The Nvidia GeForce RTX 5090 graphics card has been the subject of many rumors since last year, and the latest gives us two new surprising details about what we can expect from the possible next generation graphics card.
The RTX 5090 will most likely be based on the Nvidia Blackwell architecture and according to the YouTube tech account Moore’s law is dead, could be up to 70% faster than the current generation RTX 4090 graphics card. This is an absolutely huge leap in performance, which would make one of the best PC games on the market today a breeze.
Previous rumors had estimated the performance jump for the RTX 5090 to be almost twice as fast as the RTX 4090, so this is another data point in favor of that piece of speculation. But as with all rumors, some skepticism is warranted until we can measure that performance ourselves.
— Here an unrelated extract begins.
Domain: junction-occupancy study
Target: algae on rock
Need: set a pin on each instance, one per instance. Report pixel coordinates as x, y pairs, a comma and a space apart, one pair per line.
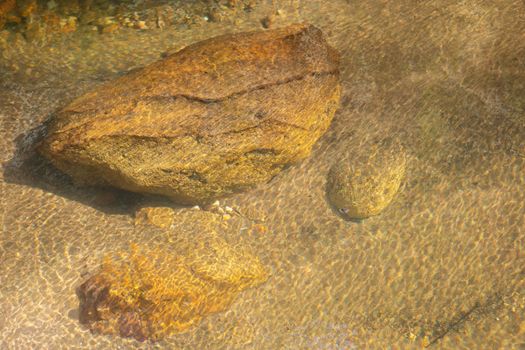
217, 117
363, 183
This performance boost would likely come from a whopping 192 streaming multiprocessors in the RTX 5090 (a 50% increase over the RTX 4090’s 128), giving the card 24,576 CUDA cores, 192 ray tracing cores, and 768 tensor cores. gets nuclei. In other words, if any of these rumors come true, this card will be a real behemoth.
However, this spike in speed between the cards would literally come at a high price. The same report suggests that the 5090 could end up costing between $2,000 and $2,500, with other possible prices including a $1,000 RTX 5080 card, a $700 RTX 5070 card, a $700 RTX 5060 card 400 and then a budget RTX 5050 Ti card for around $300. .
Despite the performance and cost, these might not even be the best cards Nvidia can offer. There’s another prediction that the card most likely won’t have a full-featured die, as Nvidia will almost certainly save its most powerful cards for the booming AI market, the same market the tech giant launched. make a trillion dollars stratosphere last year.
Nvidia seems unchallenged
It will be fascinating to see how Nvidia’s focus on AI this generation will influence the development of graphics cards in this next generation. We could have some obscenely powerful cards coming our way and yet the dice won’t even be fully enabled for the sake of the AI market for gamers, which really boggles the mind.
And then there’s the fact that even knowing this, Team Green can charge as much for this card if AMD fails to produce a graphics card of comparable caliber. And given the speculation that AMD won’t even attempt to enter the premium GPU market with its next-gen RDNA 4 architecture, it doesn’t seem likely that anything will be able to limit the rising prices for Nvidia’s graphics cards.